Almost comically, the Save The IAA Campaign’s protest simultaneously coincided with Vice-Chancellor, David Eastwood’s visit to Chicago where he was presenting and publishing the work of the department. Despite hailing their renowned work, he has initiated such a far-reaching threat. It is nothing more than hypocrisy and a method to build his and the University’s international reputation.
With over 1800 people having signed the official petition (something Simon Furse tells us spans 30 metres if laid out) and a turnout of around 200 people to the protest, it is evident that this campaign has a vast amount of support outside of the IAA department. Following cuts made to the Sociology department, students have recognised what effects actions like this will have, and that the decisions are not contained.
The closure of this department would set a dangerous precedent for other departments at the University, with minds immediately drawn to the futures of the Social Sciences, Law and Business. Despite the University’s colossal turnover of £125 million in the previous five years, and the trebling of tuition fees, we are expected to sit back and accept the possible closure of these departments.
Simon Furse, Guild Vice President (Education) branded the University as having “real contempt for students”, and “keeping students in the dark” about the process by holding the consultation during the summer break.
The attitude was no different within the crowds; it was clear that the same thought was on everyone’s minds, despite their course or their position. Theology PHD Student, Will said it seemed that “once they’ve finished cutting Archaeology, they’ll cut other courses which don’t seem so lucrative”.

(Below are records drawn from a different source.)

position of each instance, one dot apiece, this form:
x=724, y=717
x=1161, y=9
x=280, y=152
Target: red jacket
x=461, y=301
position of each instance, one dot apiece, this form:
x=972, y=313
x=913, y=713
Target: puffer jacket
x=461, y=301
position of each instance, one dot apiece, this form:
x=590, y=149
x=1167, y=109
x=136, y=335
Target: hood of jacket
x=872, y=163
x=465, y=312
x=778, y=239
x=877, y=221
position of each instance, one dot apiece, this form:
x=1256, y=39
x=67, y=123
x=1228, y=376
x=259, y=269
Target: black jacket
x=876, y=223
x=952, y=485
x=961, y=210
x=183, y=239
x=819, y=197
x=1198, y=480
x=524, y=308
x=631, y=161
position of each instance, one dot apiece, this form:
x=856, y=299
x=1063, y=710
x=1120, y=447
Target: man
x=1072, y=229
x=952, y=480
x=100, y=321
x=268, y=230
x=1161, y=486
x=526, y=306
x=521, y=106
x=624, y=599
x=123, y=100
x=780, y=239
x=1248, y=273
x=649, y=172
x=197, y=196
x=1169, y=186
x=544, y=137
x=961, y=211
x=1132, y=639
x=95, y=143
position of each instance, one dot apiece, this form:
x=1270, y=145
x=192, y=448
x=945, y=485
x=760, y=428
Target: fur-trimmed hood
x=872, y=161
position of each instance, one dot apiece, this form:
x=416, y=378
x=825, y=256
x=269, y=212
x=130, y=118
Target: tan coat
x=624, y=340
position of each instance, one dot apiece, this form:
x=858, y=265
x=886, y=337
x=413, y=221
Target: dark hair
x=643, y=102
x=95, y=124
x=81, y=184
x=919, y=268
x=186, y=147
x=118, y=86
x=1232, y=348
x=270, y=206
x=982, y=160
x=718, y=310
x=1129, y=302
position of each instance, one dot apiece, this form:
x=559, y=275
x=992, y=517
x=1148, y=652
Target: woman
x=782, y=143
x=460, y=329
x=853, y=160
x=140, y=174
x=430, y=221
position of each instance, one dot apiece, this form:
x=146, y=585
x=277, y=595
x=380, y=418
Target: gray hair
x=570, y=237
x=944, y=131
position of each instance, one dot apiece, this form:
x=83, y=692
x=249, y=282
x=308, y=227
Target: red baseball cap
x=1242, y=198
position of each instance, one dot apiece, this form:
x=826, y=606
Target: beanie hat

Meanwhile, also amongst the protestors, was Robert Killick OBE, who studied Archaeology at PHD level in the 1980s. Asked why he was at the protest, he said “I am here to support my fellow Archaeologists. It is a disgrace the University is closing such an illustrious institute, one that has many achievements to its name and is often reported in national press”.
Well-supported and a success, the march began at the Main Library before heading to the Vice-Chancellor’s Office in the Aston Webb building (where protestors were, hilariously, greeted with a small police presence) before returning to the main library.
It is appalling and disgusting that the University are considering such destructive action against such a fantastic department at the University, seriously affecting both students’ and staffs’ futures. These decisions are life-changing and it’s not something we should sit back and accept.